Devirtualize UTF8 with a specialized text converter by bbowyersmyth · Pull Request #6016 · npgsql/npgsql

bbowyersmyth · 2025-02-08T22:10:09Z

Encoding.UTF8 actually returns a UTF8EncodingSealed object (https://github.com/dotnet/runtime/blob/main/src/libraries/System.Private.CoreLib/src/System/Text/UTF8Encoding.Sealed.cs) that allows for the functions to be devirtualized if accessed via that static.

Npgsql is creating its own UTF8Encoding objects that don't allow for this specialization.

Using a custom UTF8Encoding and a specific TextConverter when that encoding is in use allows greater performance.
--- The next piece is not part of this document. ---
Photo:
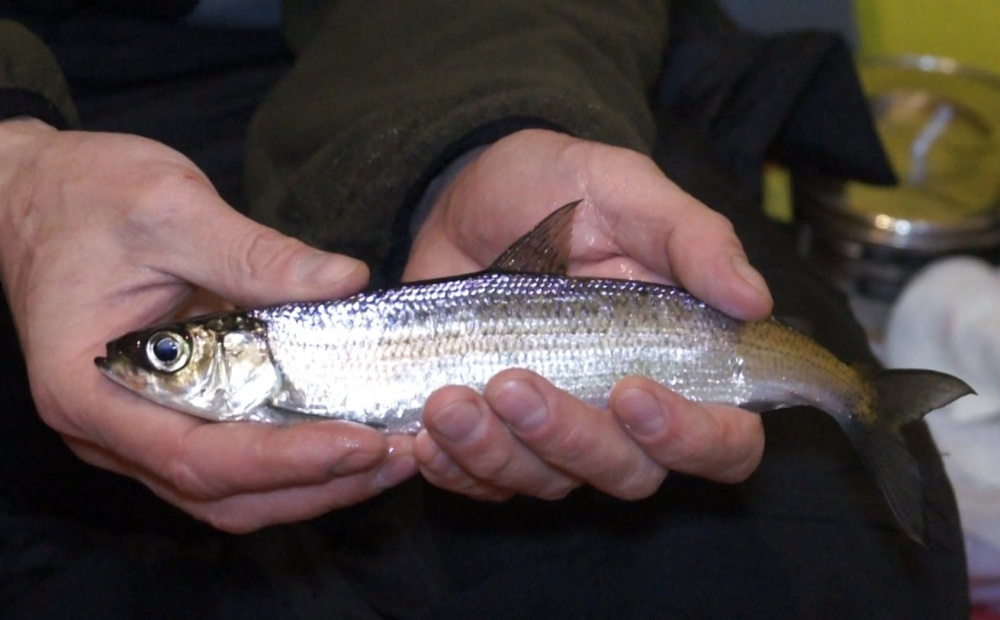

I did not see much performance differences with the rest of the stack allocations in UTF8EncodingSealed.

Before

Method	Value	Mean	Error	StdDev	Op/s	Gen0	Allocated
Read	x	24.72 ns	0.098 ns	0.087 ns	40,449,395.2	0.0023	24 B
Write	x	NA	NA	NA	NA	NA	NA
Read	xxxxxxxxxx	26.19 ns	0.078 ns	0.069 ns	38,187,844.1	0.0046	48 B
Write	xxxxxxxxxx	18.96 ns	0.027 ns	0.024 ns	52,748,503.0	0.0000	-
Read	xxxx(...)xxxx [100]	35.01 ns	0.649 ns	0.575 ns	28,564,979.3	0.0214	224 B
Write	xxxx(...)xxxx [100]	24.38 ns	0.071 ns	0.059 ns	41,019,998.9	0.0005	5 B
Read	xxxx(...)xxxx [1000]	107.83 ns	0.627 ns	0.556 ns	9,273,447.3	0.1935	2024 B
Write	xxxx(...)xxxx [1000]	71.47 ns	0.165 ns	0.147 ns	13,992,508.8	0.0051	54 B

After

Method	Value	Mean	Error	StdDev	Op/s	Gen0	Allocated
Read	x	18.88 ns	0.161 ns	0.135 ns	52,956,082.8	0.0023	24 B
Write	x	NA	NA	NA	NA	NA	NA
Read	xxxxxxxxxx	20.33 ns	0.093 ns	0.078 ns	49,191,801.5	0.0046	48 B
Write	xxxxxxxxxx	18.83 ns	0.019 ns	0.015 ns	53,103,167.5	0.0000	-
Read	xxxx(...)xxxx [100]	27.33 ns	0.091 ns	0.085 ns	36,587,970.4	0.0214	224 B
Write	xxxx(...)xxxx [100]	21.84 ns	0.028 ns	0.023 ns	45,783,841.6	0.0005	5 B
Read	xxxx(...)xxxx [1000]	98.62 ns	0.773 ns	0.723 ns	10,139,873.0	0.1935	2024 B
Write	xxxx(...)xxxx [1000]	67.47 ns	0.227 ns	0.201 ns	14,822,340.7	0.0051	54 B

bbowyersmyth · 2025-02-08T22:14:56Z

@NinoFloris is this a change you would be interested in? I know there is some desire for small AOT size.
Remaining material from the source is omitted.